Discussion
Of the modern struthiolariids, Tylospira would seem to be the closest to Pelicaria in the characters of the animal, radula and operculum, as well as in the scaphelloid apex and the probable loss of the free-swimming larval stage. Both are also close—though rather less so—to Struthiolaria, and in the more fundamental characters of the animal have shown great conservatism to change. Pelicaria is of rather late (Upper Miocene) New Zealand origin, and its resemblances to the Australian Tylospira therefore involve the same difficulties as Marwick (1952) has pointed to, in discussing the Pelicaria-Singletonaria relationship. Tylospira must have been restricted in its range by the loss of the free-swimming veliger stage, and—rather than to postulate a post-Miocene crossing of the Tasman—it seems much more reasonable on geographical grounds to suppose that Tylospira took its origin from Struthiolaria in New Zealand at a much earlier date, possibly in the Oligocene. As has been already pointed out (Morton, 1950), it is not necessary to insist that the scaphelloid apex was developed only once in the Struthiolariidae. Its occurrence is a normal corollary of the incubation of the eggs in a brood pouch, with the consequent need of a larger volume of yolk; and it is very possible that parallel evolution of incubation has taken place in the two most advanced genera of the family—namely, Pelicaria and Tylospira. In the same manner, the evolution of the radula in these genera, with its elongated central cusps and loss of denticles on the marginals, might be

regarded as a minor “orthogenetic” trend, that was followed more than once among “advanced” genera of the Struthiolariidae. We may on the whole, then, in morphological features and in life history, regard Tylospira as most closely related to Pelicaria, while remembering that none of these facts would exclude the hypothesis of parallel evolution, if the geographical evidence should seem to require it.
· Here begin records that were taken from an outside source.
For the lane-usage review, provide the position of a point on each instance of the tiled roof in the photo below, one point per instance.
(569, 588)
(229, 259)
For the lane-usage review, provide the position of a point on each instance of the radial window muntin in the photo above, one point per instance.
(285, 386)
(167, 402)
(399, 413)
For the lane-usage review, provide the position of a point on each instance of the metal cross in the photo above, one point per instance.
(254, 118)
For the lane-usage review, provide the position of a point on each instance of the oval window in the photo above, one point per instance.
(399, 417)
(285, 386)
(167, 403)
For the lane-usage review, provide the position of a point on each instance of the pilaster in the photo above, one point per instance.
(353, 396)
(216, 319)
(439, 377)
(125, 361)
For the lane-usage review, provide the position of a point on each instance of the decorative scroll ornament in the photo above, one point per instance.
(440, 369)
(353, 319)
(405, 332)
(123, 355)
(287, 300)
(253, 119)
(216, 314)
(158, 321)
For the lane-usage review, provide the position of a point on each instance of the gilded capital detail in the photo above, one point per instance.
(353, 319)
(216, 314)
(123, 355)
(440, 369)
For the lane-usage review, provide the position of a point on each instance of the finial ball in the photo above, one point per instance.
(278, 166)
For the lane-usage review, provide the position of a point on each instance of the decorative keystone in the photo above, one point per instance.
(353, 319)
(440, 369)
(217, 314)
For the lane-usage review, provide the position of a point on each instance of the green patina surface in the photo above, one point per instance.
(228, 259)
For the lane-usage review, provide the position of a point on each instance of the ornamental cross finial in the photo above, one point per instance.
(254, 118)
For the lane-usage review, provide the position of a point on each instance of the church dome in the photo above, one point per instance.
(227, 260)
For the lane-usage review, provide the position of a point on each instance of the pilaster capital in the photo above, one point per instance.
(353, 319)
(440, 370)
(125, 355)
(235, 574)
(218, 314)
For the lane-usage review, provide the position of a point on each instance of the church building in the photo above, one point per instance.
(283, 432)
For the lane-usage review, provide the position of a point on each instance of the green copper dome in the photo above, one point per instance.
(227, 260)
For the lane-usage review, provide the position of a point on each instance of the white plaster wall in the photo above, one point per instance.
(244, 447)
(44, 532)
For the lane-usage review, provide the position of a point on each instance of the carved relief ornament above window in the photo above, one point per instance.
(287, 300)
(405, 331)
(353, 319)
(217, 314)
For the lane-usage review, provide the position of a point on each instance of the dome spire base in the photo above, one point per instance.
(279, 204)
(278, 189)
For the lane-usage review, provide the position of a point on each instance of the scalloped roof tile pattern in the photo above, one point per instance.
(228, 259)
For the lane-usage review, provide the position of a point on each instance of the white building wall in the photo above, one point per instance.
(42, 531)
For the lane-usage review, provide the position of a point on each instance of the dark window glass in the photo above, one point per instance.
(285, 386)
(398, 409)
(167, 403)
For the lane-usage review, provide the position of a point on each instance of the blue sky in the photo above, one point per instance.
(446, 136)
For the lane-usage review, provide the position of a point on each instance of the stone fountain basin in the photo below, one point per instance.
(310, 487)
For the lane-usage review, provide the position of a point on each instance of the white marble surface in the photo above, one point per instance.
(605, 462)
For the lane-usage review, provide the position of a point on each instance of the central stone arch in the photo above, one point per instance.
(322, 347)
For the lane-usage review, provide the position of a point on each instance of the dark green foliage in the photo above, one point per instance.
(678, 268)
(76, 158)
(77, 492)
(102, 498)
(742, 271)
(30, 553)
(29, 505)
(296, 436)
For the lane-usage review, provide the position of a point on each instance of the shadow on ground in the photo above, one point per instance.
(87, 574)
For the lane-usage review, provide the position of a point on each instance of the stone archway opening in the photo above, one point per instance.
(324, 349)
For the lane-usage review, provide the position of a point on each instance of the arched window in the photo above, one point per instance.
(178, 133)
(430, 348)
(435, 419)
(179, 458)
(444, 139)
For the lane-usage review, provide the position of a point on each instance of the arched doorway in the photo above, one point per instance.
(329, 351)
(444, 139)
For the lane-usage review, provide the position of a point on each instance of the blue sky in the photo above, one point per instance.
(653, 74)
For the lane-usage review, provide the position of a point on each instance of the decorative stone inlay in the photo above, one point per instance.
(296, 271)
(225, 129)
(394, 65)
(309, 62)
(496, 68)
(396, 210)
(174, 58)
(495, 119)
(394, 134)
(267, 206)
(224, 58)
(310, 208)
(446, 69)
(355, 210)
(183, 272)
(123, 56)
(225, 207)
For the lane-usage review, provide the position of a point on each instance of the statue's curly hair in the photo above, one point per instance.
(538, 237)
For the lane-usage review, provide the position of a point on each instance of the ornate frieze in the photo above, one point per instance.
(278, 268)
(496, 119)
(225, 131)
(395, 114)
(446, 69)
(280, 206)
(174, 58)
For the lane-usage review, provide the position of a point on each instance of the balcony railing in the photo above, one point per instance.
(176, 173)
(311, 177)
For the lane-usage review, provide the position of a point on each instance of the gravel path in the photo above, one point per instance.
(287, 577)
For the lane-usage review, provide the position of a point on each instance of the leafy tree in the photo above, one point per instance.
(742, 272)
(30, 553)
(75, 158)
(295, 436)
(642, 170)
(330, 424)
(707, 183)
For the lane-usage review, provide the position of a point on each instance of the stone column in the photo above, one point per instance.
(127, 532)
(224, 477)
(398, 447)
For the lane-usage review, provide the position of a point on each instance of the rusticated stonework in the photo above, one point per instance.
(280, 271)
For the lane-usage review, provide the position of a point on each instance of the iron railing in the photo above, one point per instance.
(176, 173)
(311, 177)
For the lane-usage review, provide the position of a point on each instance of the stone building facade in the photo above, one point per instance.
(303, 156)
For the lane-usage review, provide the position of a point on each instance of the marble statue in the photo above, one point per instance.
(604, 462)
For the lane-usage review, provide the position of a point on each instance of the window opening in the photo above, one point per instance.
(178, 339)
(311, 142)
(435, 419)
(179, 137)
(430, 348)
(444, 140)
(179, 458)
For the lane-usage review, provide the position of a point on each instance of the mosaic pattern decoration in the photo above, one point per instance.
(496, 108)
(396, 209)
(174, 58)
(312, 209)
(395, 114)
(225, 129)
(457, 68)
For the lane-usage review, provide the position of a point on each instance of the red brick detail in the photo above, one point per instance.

The Australian Singletonaria (Marwick, 1952) is probably another advanced genus having a scaphelloid apex, and showing restraint of the callus of the inner lip and simplification of the outer lip, in general similar to the condition of Pelicaria. In both cases also the brephic whorls are convex and spirally sculptured. Because of the geographical difficulties of a Pelicaria-Singletonaria connection, Marwick (1952) turned to consider the relationships of the two Australian struthiolariids, concluding that Tylospira, also possessing convex and spirally sculptured brephic whorls, might represent a stock of which Singletonaria is the neotenic descendant. Alternatively, the modern Tylospira could have been derived by the pressing back of the earlier convex, spirally sculptured stage into the initial part of the life history, while the overgrowth of the later whorls by a callus layer arose as a later gerontic feature.